State park in São Paulo, Brazil

The Aguapeí State Park (Parque Estadual do Aguapeí) is a state park in the state of São Paulo, Brazil.
It protects an area of floodplain in the Atlantic Forest biome, home to many water birds.

==Location==

The Aguapeí State Park is divided between the municipalities of Castilho (2.57%), Guaraçaí (38.42%), Junqueirópolis (16.46%), Monte Castelo (18.73%), Nova Independência (21.58%) and São João do Pau d'Alho (2.24%) in the state of São Paulo.
It has an area of 9044 ha.
The park is about 10 km upstream from the point where the Aguapeí River joins Paraná River.
The park would be part of the proposed Trinational Biodiversity Corridor, which aims to provide forest connections between conservation units in Brazil, Paraguay and Argentina in the Upper Paraná ecoregion.

==Environment==

The park contains large areas of floodplain, and is flooded in the rainy season when the Aguapeí overflows its banks.
It is in the Atlantic Forest biome and contains seasonal semi-deciduous forest.
Plants typical of this environment include Albizia hasslerii, Aspidosperma polyneuron, Pterogyne nitens, Schizolobium parahyba, Handroanthus heptaphyllus, Tabebuia ochracea and Zeyheria tuberculosa.
There are also areas of várzea vegetation.
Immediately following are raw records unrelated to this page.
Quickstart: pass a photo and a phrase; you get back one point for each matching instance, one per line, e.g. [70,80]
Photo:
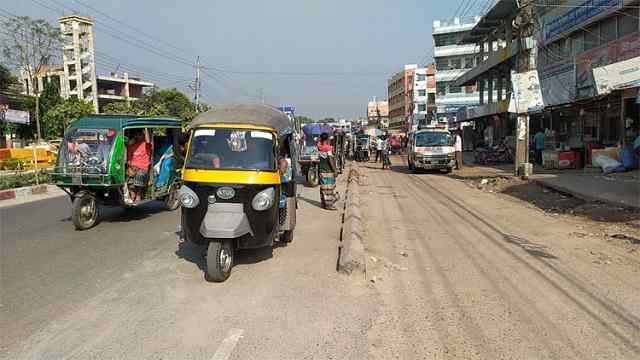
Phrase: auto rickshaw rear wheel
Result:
[219,260]
[287,236]
[85,211]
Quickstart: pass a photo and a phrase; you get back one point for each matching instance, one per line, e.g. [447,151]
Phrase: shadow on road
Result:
[310,201]
[196,254]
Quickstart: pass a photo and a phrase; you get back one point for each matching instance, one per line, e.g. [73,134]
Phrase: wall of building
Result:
[452,60]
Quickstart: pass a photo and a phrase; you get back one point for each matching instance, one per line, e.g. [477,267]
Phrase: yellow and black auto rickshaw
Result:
[239,188]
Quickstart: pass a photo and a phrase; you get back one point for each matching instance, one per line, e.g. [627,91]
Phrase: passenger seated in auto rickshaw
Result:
[139,152]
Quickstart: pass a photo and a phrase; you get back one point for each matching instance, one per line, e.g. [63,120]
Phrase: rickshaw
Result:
[309,159]
[91,165]
[239,187]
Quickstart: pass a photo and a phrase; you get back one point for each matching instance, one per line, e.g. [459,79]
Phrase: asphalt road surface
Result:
[475,275]
[452,273]
[128,289]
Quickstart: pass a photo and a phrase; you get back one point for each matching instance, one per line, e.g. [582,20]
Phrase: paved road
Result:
[453,273]
[128,290]
[465,274]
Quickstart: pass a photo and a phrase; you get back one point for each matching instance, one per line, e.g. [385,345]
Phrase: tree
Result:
[58,117]
[121,108]
[29,44]
[304,119]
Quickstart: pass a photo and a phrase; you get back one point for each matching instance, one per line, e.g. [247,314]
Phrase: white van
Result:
[431,149]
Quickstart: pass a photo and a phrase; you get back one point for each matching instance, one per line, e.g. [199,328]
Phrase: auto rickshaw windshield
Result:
[231,149]
[87,149]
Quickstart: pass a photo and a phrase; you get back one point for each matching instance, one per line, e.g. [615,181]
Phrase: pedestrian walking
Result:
[457,147]
[327,170]
[538,140]
[386,162]
[379,145]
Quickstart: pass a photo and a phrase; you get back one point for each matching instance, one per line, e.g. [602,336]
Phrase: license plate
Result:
[76,179]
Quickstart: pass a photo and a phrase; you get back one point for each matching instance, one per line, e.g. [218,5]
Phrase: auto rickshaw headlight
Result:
[188,198]
[264,199]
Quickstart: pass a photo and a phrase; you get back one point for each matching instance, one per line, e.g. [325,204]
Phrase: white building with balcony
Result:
[451,61]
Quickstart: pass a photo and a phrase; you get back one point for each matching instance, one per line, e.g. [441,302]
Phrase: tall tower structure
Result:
[78,58]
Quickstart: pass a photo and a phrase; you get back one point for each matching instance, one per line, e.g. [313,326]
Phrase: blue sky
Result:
[326,57]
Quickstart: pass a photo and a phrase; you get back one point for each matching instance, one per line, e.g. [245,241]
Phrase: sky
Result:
[328,58]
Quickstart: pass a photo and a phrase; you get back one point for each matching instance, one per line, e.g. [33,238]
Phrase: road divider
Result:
[351,253]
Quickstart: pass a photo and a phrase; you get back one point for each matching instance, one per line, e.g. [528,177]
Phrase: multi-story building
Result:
[118,87]
[501,54]
[452,60]
[76,77]
[587,63]
[400,91]
[78,62]
[378,113]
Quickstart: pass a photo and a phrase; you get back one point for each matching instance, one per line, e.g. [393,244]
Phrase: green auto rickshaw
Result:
[93,167]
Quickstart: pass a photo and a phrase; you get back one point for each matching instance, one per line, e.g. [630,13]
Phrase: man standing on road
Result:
[538,140]
[457,147]
[379,147]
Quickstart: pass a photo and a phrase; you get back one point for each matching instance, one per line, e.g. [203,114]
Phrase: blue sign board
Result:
[577,16]
[287,109]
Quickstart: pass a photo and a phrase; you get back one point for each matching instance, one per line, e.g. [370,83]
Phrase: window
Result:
[446,39]
[577,41]
[609,30]
[442,64]
[591,37]
[455,89]
[628,22]
[468,62]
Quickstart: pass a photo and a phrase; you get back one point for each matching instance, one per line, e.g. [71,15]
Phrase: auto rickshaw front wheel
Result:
[85,211]
[219,260]
[171,201]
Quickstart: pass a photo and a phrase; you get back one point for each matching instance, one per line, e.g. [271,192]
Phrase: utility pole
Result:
[197,85]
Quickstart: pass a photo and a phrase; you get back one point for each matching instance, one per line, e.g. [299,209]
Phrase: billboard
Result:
[526,96]
[558,83]
[15,116]
[616,76]
[576,16]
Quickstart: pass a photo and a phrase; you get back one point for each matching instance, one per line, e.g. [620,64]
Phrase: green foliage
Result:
[28,43]
[305,119]
[7,80]
[169,102]
[62,114]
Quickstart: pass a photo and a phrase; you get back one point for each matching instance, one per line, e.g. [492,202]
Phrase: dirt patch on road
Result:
[592,219]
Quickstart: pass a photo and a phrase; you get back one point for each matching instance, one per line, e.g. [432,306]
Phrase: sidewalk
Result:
[589,184]
[28,194]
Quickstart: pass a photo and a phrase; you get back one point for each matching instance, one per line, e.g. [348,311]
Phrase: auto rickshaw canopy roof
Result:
[247,114]
[119,122]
Mammals include capybara, tapir and deer.
Bird species include jabiru (Jabiru mycteria), wood stork (Mycteria americana), maguari stork (Ciconia maguari), spoonbill, great egret (Ardea alba), snowy egret (Egretta thula), garganey (Anas querquedula), Neotropic cormorant (Phalacrocorax brasilianus) and southern screamer (Chauna torquata).

==History==

The Aguapeí State Park was created as compensation when the Companhia Energética de São Paulo (CESP) built the Primavera Hydroelectric Power Plant on the Paraná River.
The dam would flood 13227.39 ha of the Lagoa São Paulo Reserve and 3211.35 ha of the Great Pontal Reserve.
The park was created by state decree 43.269 on 2 July 1998 with an area of 9043.97 ha.
The purpose is to fully protect fauna, flora and natural beauty, while allowing the park to be used for educational, recreational and scientific purposes.

Decree 44.730 of 28 February 2000 defined necessary public areas in the park.
Fishing regulations were published on 2 October 2008, covering conservation areas and their buffer zones in the Paraná River basin.
They were the Morro do Diabo State Park, Rio do Peixe State Park, Rio Aguapeí State Park, Mico Leão Preto Ecological Station, Ivinhema State Park, Ilha Grande National Park, Caiuá Ecological Station and Iguaçu National Park.

The perimeter of the park has been fenced, and the land has been acquired and donated to the state of São Paulo.
The administrative headquarters and visitor center were opened in December 2015.
Governor Geraldo Alckmin and Environment Secretary Patricia Iglecias attended the ceremony.
The park was scheduled to be opened to the public early in 2016.